Enriched uranium is used to make reactor fuel and, enriched at higher levels, could be used to make nuclear weapons.

Relations between Washington and Tehran have plummeted since the U.S. pullout of the nuclear deal, with recent attacks on oil tankers in the Gulf of Oman and near the Strait of Hormuz exacerbating the situation.

Washington has blamed Iran for the incidents, while Tehran denied any involvement.

In a speech on July 1, Iran’s Zarif said that Iran “will never yield to pressure from the United States.”

“Today, Iran has to stand against U.S. economic sanctions through domestic production and relying on national potentials,” Zarif said, without mentioning the country’s nuclear program.

In announcing the U.S. withdrawal from the Iran accord, President Donald Trump argued that the terms were not tough enough to prevent Iran from developing nuclear weapons and did not address the country’s missile program or its support for militants in the region.

Iran has denied it supports militant activity and said its nuclear program is strictly for civilian energy purposes.

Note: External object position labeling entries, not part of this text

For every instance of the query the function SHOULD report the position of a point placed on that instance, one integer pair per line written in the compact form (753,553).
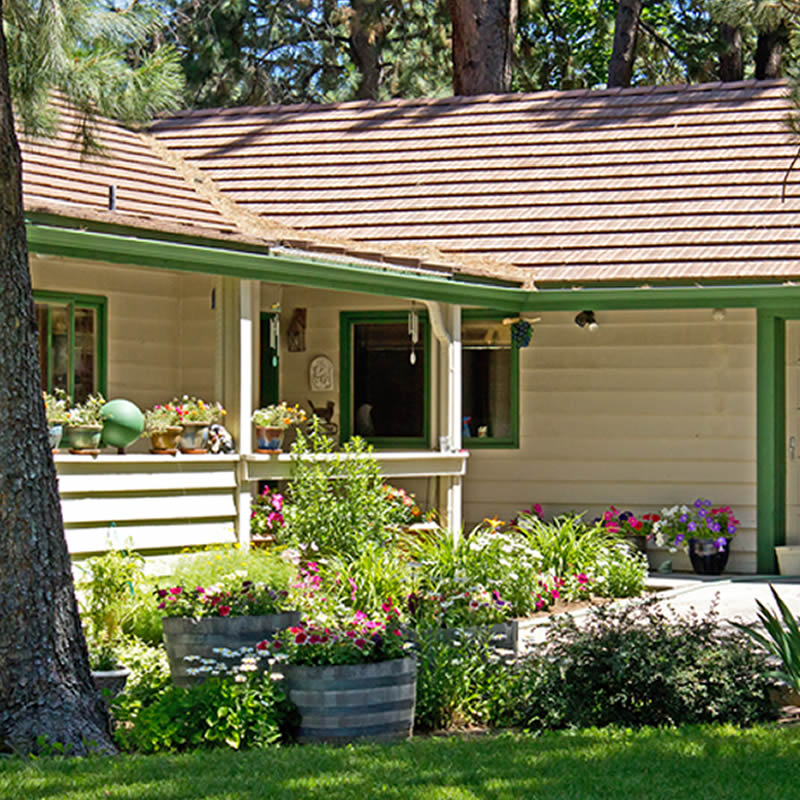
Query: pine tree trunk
(45,685)
(366,42)
(483,45)
(731,61)
(769,52)
(626,27)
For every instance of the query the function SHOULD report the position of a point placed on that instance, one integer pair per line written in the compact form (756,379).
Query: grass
(711,763)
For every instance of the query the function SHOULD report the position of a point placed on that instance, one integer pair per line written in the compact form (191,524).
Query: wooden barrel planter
(184,636)
(348,702)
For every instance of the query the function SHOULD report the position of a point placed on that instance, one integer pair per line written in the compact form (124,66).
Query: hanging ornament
(413,332)
(274,337)
(521,333)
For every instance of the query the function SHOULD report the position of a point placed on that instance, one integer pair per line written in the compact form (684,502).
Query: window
(71,342)
(385,397)
(490,382)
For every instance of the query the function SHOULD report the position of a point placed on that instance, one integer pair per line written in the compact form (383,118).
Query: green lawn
(694,763)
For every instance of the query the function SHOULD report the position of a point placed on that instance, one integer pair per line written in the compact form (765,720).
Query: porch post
(770,439)
(248,329)
(453,425)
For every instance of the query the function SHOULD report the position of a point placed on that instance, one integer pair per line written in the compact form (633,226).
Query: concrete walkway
(736,597)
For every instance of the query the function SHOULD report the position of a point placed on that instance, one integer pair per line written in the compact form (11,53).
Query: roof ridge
(461,100)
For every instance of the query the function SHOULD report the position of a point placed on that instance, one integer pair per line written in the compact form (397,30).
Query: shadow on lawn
(697,763)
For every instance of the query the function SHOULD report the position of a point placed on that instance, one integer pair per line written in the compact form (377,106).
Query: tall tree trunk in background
(367,33)
(45,686)
(483,42)
(626,27)
(769,52)
(731,60)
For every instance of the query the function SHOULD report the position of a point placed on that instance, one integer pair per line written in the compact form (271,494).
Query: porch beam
(770,437)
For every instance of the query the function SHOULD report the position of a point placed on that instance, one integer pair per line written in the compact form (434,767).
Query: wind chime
(413,333)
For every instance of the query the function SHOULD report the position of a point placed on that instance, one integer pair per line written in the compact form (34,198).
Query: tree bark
(366,43)
(483,45)
(46,688)
(769,52)
(626,28)
(731,61)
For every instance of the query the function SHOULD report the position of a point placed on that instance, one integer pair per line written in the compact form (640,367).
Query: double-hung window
(72,342)
(386,380)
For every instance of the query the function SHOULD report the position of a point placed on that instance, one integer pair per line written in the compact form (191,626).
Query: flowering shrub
(359,640)
(402,506)
(278,416)
(700,520)
(266,513)
(626,523)
(231,598)
(192,409)
(466,608)
(160,419)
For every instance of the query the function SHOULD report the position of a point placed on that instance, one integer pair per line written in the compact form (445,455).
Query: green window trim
(72,301)
(347,322)
(507,442)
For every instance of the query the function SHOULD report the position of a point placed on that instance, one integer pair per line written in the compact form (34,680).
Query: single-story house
(167,267)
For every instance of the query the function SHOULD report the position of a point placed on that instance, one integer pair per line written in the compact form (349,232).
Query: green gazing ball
(123,423)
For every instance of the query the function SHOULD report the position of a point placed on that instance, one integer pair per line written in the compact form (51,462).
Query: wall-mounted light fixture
(586,319)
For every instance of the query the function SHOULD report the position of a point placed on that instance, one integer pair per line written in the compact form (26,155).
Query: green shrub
(335,501)
(640,665)
(459,682)
(220,712)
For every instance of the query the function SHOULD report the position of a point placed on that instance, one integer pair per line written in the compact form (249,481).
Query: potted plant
(701,529)
(56,406)
(271,423)
(84,425)
(214,622)
(266,516)
(163,425)
(350,680)
(195,417)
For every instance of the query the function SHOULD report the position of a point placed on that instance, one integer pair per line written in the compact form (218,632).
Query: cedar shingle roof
(644,184)
(157,191)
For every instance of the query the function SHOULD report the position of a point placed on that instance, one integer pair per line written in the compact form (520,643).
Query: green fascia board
(311,272)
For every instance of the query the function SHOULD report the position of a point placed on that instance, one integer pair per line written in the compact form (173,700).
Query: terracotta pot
(269,439)
(166,442)
(194,437)
(83,438)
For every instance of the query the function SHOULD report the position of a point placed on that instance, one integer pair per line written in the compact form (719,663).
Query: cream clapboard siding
(161,343)
(653,408)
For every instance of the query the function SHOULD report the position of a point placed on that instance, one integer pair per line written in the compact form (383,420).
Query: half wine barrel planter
(184,636)
(347,702)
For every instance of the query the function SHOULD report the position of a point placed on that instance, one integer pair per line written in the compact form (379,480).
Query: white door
(793,432)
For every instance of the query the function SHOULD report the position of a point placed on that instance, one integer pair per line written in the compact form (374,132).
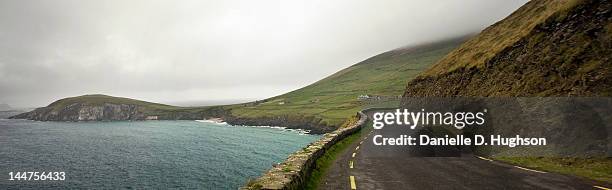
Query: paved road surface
(376,167)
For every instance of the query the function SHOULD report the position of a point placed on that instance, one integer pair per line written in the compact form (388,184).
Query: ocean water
(141,154)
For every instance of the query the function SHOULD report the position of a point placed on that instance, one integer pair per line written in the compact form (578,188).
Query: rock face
(569,54)
(81,112)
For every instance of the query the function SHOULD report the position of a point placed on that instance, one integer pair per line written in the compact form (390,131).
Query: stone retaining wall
(292,173)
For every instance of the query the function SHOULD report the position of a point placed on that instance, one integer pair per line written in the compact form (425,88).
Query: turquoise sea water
(141,154)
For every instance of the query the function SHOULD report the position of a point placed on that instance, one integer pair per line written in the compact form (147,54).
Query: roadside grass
(596,168)
(322,164)
(335,98)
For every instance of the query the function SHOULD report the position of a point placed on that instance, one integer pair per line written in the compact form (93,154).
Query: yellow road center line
(529,169)
(600,187)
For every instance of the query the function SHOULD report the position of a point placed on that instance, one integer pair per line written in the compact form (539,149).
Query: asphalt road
(407,167)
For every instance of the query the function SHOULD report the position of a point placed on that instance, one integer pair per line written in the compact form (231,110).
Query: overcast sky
(177,51)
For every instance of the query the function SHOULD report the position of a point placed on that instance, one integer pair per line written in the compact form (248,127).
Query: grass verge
(323,163)
(597,168)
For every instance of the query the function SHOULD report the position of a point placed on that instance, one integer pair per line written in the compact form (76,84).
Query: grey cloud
(172,51)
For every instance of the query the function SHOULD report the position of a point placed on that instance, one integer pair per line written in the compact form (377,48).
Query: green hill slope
(330,101)
(102,107)
(320,107)
(562,50)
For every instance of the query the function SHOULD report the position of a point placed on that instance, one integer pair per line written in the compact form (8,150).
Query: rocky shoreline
(130,112)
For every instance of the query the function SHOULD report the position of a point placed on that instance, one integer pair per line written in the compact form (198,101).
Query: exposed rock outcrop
(81,112)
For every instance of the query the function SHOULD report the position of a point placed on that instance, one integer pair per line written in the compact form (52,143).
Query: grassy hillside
(148,108)
(491,41)
(99,99)
(562,50)
(335,98)
(544,49)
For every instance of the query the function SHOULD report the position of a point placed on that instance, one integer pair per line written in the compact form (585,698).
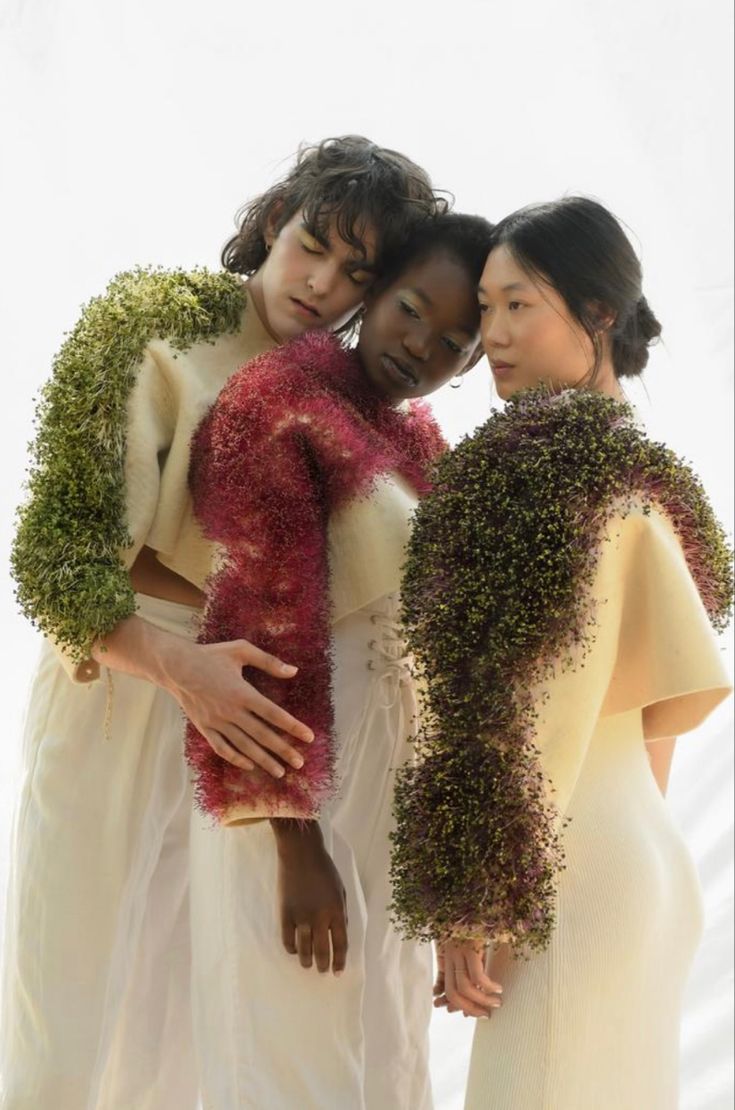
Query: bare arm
(661,754)
(208,684)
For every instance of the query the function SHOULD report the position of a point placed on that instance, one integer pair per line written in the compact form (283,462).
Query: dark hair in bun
(580,248)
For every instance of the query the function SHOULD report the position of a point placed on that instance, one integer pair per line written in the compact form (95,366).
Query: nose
(418,343)
(494,332)
(323,274)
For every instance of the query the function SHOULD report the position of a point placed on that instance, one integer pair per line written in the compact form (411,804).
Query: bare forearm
(139,648)
(661,754)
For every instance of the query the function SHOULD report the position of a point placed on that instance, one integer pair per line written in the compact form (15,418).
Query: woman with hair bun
(563,582)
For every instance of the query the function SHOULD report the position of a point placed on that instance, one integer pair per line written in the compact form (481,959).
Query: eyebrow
(506,289)
(352,264)
(469,330)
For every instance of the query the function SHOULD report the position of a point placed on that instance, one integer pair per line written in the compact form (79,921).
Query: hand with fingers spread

Russian Deputy Foreign Minister Sergei Ryabkov on July 1 said it was “regrettable” that the 300-kilogram limit had been exceeded, but said the development should not be overdramatized, according to the state-run news agency TASS.

Interfax quoted Ryabkov as saying the breach did not come as a surprise, and urged Iran to take a responsible approach toward implementing the safeguards agreement with the IAEA under the nuclear deal.